Rendering 10M+ points from S3 to a map

Michal Migurski is working on a new project, rendering previews of OpenAddresses datasets in slippy maps. We’re using S3 to store stuff and trying for stateless servers. He just described the architecture plan to me, I’m writing it up here. He’s doing all the work, currently in a test git repo. The fun part is a FUSE file system for MBTiles on S3. Read on.

OpenAddresses is a collection of address data points. Big CSV files full of latitude, longitude, street name. We collect the data from government sources. Every time someone finds a new government source they create a pull request like this one for Luzern with metadata for the source; stuff like the URL and how to parse it into our format. Mike has some GitHub integration hooks that look at the pull request and renders a preview image of the data file. It looks cool, but it’s also a useful debugging tool. We’d like to transform that static preview image into a slippy map. Here’s how it’s going to work.
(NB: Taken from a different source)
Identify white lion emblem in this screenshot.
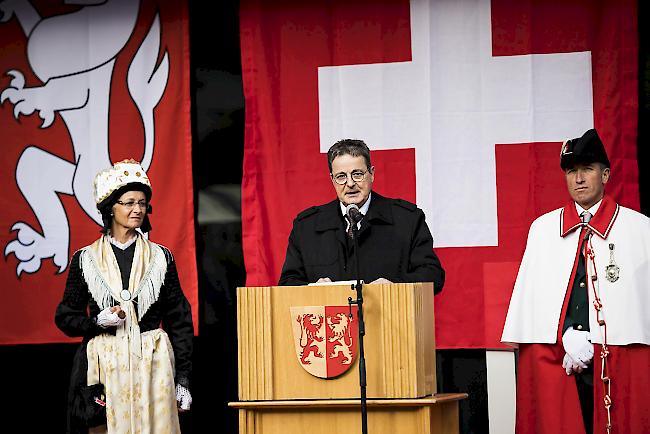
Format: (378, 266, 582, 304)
(0, 0, 168, 275)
  1. GitHub integration hook: use Tippecanoe to boil down the address points into a tiled dataset. Write the resulting MBTiles file to S3 somewhere. Note this hook and processing is on a transient server that disappears once the processing is done.
  2. Web page: slippy map using Leaflet or the like to request OpenAddresses tiles and render the points in the browser.
  3. Tile server: persistent Flask server that uses TileStache to serve the MBTiles file to the web browser.
  4. Tile server: a FUSE filesystem that mounts the S3 MBTiles file and provides it to TileStache.

 

It’s that last step that’s particularly clever. Serving an MBTiles file locally is easy. But what do you do if your MBTiles file is on S3 somewhere? It might be quite large, 10 million points or 100 megabytes. But each map view only needs like 16 tiles or a megabyte of data. You’d rather not have to copy the whole thing from S3 first.

So instead of caching the whole file locally, Mike has written a simple read-only FUSE driver to remotely mount the S3 file. To normal Linux processes it just looks like a file, but behind the scenes read requests are being turned into HTTP Range-restricted requests to get the bytes and return them.

Why go through the hoops of FUSE? The challenge here is MBTiles are actually Sqlite databases, and Sqlite really wants to open an actual file down in the depths of its highly optimized C code. So we give it a file.

The big question here is performance. It seems to be OK on first testing! Sqlite should be pretty efficient about reading data. I’m a bit more concerned about llfuse, the Python FUSE driver framework Mike is using. It seems to have a single global lock so only one S3 read request can be active at a time, maybe per mounted MBTiles device. So this might not work so well; in practice multiple tile requests are happening in parallel, even for a single user looking at a single slippy map. But we don’t imagine many users so it may not be too bad.